The U.S. Institute of Peace provides research, analysis, and training in areas such as diplomacy, mediation and peacebuilding to help prevent and resolve conflicts worldwide. Operating as a nonpartisan body, USIP is funded entirely through congressional appropriations to maintain its independence. Its headquarters are — or rather, were — in Washington, D.C., near the National Mall.
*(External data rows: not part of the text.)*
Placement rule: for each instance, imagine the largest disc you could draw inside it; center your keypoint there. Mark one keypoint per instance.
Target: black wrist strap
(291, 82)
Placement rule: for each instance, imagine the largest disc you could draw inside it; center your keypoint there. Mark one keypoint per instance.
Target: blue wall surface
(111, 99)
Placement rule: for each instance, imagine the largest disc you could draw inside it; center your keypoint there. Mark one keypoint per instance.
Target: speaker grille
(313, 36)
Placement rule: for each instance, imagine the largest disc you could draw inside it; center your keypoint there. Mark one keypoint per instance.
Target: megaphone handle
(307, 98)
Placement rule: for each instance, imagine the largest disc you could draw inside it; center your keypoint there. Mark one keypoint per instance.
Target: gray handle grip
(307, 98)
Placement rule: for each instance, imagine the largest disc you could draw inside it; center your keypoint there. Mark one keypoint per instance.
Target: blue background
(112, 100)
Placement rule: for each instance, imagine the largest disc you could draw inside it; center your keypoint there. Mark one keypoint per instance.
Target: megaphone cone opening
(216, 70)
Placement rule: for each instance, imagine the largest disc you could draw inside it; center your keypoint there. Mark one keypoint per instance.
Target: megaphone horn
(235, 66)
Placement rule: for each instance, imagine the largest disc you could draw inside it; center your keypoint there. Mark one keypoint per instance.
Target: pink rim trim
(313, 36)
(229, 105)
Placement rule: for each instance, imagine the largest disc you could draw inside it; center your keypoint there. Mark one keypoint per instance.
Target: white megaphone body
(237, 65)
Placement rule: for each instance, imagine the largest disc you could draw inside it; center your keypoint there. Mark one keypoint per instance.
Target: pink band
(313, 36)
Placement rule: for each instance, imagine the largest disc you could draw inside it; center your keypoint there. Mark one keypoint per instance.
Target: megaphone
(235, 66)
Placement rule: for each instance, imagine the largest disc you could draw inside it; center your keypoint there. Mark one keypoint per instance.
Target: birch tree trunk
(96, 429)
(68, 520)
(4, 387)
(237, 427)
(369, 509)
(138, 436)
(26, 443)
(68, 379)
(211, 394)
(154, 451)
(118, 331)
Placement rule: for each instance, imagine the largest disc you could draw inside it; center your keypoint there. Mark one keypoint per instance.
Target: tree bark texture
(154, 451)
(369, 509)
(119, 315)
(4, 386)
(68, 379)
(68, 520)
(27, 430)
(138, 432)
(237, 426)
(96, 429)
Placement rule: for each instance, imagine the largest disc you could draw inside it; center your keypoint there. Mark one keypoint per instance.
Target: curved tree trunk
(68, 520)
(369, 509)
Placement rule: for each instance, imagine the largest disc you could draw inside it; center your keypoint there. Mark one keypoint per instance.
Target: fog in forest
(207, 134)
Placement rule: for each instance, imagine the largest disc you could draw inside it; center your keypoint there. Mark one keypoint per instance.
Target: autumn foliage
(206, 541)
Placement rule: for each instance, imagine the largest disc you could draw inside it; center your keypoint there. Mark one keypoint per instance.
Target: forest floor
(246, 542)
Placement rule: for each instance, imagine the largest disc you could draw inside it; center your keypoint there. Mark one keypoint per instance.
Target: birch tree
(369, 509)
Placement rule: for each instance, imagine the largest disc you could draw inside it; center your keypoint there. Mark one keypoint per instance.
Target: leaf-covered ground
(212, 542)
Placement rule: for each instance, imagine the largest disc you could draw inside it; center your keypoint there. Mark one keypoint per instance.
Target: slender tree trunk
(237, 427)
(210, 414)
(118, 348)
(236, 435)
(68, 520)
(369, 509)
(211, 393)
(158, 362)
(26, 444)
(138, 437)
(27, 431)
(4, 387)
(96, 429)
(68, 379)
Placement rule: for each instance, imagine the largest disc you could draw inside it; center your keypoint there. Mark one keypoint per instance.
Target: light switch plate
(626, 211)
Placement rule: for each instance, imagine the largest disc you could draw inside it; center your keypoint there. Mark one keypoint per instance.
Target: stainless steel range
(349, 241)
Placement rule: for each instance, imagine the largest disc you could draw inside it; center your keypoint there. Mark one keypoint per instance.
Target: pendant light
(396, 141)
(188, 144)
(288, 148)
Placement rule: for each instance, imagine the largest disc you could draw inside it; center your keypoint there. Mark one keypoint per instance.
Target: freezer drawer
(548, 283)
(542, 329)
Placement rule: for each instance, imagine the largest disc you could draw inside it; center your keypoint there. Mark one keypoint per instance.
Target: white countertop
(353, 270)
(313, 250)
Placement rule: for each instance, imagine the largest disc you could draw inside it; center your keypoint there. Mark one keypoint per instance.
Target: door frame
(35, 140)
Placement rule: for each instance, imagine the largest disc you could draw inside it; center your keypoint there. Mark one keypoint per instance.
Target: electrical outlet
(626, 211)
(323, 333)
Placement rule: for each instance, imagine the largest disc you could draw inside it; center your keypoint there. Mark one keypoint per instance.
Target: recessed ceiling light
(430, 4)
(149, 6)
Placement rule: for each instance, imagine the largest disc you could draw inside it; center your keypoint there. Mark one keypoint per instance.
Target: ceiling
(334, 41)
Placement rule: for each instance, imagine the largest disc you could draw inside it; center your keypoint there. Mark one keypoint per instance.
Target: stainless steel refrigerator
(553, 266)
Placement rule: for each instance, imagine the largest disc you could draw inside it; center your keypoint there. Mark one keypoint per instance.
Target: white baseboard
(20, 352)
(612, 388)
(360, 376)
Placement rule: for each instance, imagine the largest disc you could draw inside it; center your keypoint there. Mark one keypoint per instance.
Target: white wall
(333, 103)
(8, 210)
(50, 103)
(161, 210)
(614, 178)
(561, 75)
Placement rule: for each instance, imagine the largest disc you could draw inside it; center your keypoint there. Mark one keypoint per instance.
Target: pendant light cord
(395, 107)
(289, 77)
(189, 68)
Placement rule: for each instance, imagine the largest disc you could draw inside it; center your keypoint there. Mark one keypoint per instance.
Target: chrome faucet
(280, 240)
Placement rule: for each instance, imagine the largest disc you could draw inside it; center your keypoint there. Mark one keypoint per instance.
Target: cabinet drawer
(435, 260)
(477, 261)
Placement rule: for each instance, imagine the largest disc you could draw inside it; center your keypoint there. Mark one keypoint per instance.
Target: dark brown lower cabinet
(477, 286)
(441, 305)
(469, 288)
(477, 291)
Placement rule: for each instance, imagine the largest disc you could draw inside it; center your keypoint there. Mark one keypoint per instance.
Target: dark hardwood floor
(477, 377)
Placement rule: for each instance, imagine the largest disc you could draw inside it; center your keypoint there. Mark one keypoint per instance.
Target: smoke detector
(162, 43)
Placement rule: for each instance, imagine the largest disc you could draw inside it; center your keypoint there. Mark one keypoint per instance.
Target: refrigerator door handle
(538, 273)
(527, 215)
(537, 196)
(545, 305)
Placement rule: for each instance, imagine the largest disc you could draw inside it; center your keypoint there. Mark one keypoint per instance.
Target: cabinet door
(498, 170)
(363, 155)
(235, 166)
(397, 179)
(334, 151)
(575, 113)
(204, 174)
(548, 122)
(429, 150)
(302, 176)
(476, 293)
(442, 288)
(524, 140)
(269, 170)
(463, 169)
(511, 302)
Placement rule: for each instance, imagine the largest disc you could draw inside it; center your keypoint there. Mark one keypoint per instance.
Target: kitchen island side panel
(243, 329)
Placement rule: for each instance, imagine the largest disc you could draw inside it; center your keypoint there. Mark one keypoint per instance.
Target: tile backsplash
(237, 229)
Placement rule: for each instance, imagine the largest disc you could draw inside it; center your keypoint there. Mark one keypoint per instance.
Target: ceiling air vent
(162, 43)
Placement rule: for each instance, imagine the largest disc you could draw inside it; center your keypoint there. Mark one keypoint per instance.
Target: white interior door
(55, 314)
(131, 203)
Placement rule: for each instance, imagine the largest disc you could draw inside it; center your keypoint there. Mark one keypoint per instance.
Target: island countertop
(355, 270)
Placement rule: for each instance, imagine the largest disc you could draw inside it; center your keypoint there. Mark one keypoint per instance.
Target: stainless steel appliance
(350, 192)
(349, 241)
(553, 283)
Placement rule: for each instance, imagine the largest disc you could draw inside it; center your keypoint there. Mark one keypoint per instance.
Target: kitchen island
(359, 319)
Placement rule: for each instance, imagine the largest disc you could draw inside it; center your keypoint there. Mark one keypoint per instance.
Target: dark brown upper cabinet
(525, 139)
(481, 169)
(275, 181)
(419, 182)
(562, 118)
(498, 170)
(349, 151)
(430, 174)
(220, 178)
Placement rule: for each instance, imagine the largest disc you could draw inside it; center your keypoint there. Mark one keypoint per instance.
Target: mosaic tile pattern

“This Institute, we think, will be a valuable source of scholarly research and information on ways in which we can promote peace with freedom,” Reagan said during Feb. 26, 1986, remarks on its establishment. “As Abraham Lincoln reminded us in his second inaugural address, ‘We must do all which may achieve a just and lasting peace with all nations.’  We should always remember that peace follows in freedom’s path and that conflicts erupt when the democratic will of the people is denied. History shows that democratic nations are naturally peaceful and nonaggressive. Democracies take up arms only in self-defense. I have always put in a sentence that people don’t start wars, governments do.”

In March 2025, USIP encountered significant challenges when the Department of Government Efficiency (DOGE), headed by Elon Musk, sought to take control of the Institute. On March 14, Trump fired board members. Employees tried to prevent DOGE staffers from entering the building — which USIP considered private property — but according to Wired, “the DOGE team returned a few days later with a physical key they had gotten from a former security contractor.”

That led to a legal battle, with nearly all employees based in the U.S. being terminated. The situation worsened when a federal judge ruled in favor of DOGE’s intervention and allowed the USIP headquarters building to be transferred from the USIP to the General Services Administration.

One of USIP’s biggest wins, Wall said, was its long record of working to prevent extremism.

“One of the projects that we were doing that is now canceled is resettling former family members of former ISIS members who are at risk for re-radicalization,” she said. “Some of the work that USIP was doing was negotiating with tribes in Iraq so that they could figure out an approach to reintegrate sons and daughters of ISIS fighters from mothers that maybe had been raped or taken away from communities.”

Despite USIP’s important international successes over decades, Wall’s Peace Conference speech focused on the domestic issues that are simultaneously driving Americans apart and eroding the conditions Reagan thought necessary for democracy to flourish. Over 45 minutes, she broke it all down in terms that even a schoolchild could understand.

“I used to be a kindergarten teacher,” she said. “We must share this country. We must be patient and take turns. It’s okay to be angry, but it’s not okay to call names or grab or hit. We must use our words. It is that simple.”

In a more complex analysis, Wall said that as a rule-based system of order, democracy is based on the accountability of the three branches of government and that peaceful societies arise when democratic principles are utilized to solve conflicts without violence through political processes. In short, it’s hard to have peaceful societies without democracy, and it’s hard to have a democratic society without peace.

“I have come to the realization that democracy is a living thing,” she said. “It does not live in the past. It only lives in the present.”